The Erebus Poker Club did not accomplish much poker that weekend. Brat kept forgetting what beat a straight. Whenever it was Wengernook’s deal, he couldn’t remember which cards should go up and which down. Overwhite got the chips confused, insisting that he was betting five dollars when he was really betting one.
‘These damn zombies,’ said Brat. ‘They just don’t seem real to me, know what I mean? I wouldn’t be surprised to hear this whole business was being cooked up in Moscow.’ Not a single aspect of the general – posture, visage, tone of voice – suggested that he believed himself. The unadmitted were here. They had gained the continent. They were as real as South African granite.

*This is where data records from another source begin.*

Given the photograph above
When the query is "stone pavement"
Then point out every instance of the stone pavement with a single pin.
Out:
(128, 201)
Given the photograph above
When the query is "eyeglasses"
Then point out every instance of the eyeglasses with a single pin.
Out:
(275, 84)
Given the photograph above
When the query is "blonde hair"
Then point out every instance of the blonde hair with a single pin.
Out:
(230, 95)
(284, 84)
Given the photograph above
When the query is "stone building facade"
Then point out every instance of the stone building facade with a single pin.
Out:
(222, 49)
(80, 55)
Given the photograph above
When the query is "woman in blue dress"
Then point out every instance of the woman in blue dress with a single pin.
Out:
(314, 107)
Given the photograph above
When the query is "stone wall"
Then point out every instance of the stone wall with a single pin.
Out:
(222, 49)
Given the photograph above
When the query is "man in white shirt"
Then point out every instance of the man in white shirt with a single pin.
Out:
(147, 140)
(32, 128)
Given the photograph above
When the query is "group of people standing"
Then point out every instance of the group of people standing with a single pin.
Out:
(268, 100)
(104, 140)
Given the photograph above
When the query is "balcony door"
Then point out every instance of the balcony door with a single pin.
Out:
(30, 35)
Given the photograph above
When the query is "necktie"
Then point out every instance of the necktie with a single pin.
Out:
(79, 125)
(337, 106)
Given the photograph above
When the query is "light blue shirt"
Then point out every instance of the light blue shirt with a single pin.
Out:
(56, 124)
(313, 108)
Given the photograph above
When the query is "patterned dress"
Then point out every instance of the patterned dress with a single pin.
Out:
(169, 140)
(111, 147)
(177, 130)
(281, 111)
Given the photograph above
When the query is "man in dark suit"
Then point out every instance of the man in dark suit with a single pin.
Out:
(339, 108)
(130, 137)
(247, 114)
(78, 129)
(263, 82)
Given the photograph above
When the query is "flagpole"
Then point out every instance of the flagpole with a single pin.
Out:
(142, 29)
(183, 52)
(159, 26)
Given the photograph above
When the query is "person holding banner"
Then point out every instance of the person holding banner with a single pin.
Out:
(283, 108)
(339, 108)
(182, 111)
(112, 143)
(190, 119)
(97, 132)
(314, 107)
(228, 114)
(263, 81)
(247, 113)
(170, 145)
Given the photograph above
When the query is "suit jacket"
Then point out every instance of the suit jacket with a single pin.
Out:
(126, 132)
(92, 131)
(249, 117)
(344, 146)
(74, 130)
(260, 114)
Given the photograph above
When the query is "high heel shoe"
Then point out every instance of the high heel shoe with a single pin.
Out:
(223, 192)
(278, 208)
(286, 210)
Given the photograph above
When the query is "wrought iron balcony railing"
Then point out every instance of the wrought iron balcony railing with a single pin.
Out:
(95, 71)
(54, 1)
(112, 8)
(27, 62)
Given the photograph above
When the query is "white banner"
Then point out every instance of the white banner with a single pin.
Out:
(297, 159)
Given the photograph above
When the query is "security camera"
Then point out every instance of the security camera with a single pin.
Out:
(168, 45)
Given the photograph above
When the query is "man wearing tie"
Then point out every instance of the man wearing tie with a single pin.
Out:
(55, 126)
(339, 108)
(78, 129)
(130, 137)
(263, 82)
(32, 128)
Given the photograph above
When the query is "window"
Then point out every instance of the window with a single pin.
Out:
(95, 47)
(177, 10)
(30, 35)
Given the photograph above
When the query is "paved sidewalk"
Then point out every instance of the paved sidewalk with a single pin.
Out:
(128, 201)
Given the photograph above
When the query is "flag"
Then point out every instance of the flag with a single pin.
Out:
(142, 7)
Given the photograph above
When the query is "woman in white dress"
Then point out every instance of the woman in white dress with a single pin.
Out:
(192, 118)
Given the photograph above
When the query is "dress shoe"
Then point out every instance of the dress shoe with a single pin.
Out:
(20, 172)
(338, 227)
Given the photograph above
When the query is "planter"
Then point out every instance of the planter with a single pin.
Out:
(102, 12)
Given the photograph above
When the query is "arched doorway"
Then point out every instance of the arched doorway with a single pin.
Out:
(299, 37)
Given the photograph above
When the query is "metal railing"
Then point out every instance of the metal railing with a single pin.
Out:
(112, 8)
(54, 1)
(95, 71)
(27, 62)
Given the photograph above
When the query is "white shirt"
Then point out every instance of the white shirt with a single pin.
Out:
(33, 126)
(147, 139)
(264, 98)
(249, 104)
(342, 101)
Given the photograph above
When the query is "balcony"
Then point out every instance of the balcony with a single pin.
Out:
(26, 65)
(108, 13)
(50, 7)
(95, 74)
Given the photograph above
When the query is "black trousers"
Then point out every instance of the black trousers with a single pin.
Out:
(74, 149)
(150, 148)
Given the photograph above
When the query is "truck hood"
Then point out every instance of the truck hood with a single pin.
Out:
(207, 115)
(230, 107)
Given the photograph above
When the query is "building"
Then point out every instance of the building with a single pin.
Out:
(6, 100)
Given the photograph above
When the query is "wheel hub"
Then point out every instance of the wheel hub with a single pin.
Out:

‘Provided that the conservation of electric charge and the balance between particles and antiparticles are obeyed,’ said Randstable, ‘there is nothing to stop a lot of molecules, even organic molecules, from materializing and then combining into lifeforms . . . er, assuming that the discrepancy is never noticed, of course.’
‘And if the discrepancy is noticed?’ asked Wengernook.
‘The molecules disappear, naturally,’ said Randstable.
‘But we did notice,’ said Brat. ‘And the zombies are still around.’
‘That’s got me stumped too,” ’ said Randstable.
‘Know what I think, William?’ said Wengernook. ‘I think you don’t know what the hell you’re talking about.’
‘I wonder if we’ll get a fair trial,’ said George.
‘I wonder if wishes are horses,’ said Brat. He tried to shuffle, made a mess of it. ‘Believe me, fellas, the whole thing is a sham, like those show trials of Stalin’s. Our best chance would be a prison break.’
‘My father was a lawyer,’ said Wengernook. ‘All those counts against us – it’s what you call a retroactive indictment. We didn’t violate any laws, so they had to go out and invent some, ex post facto. If Bonenfant knows his stuff, he’ll get the case dismissed for lack of precedents.’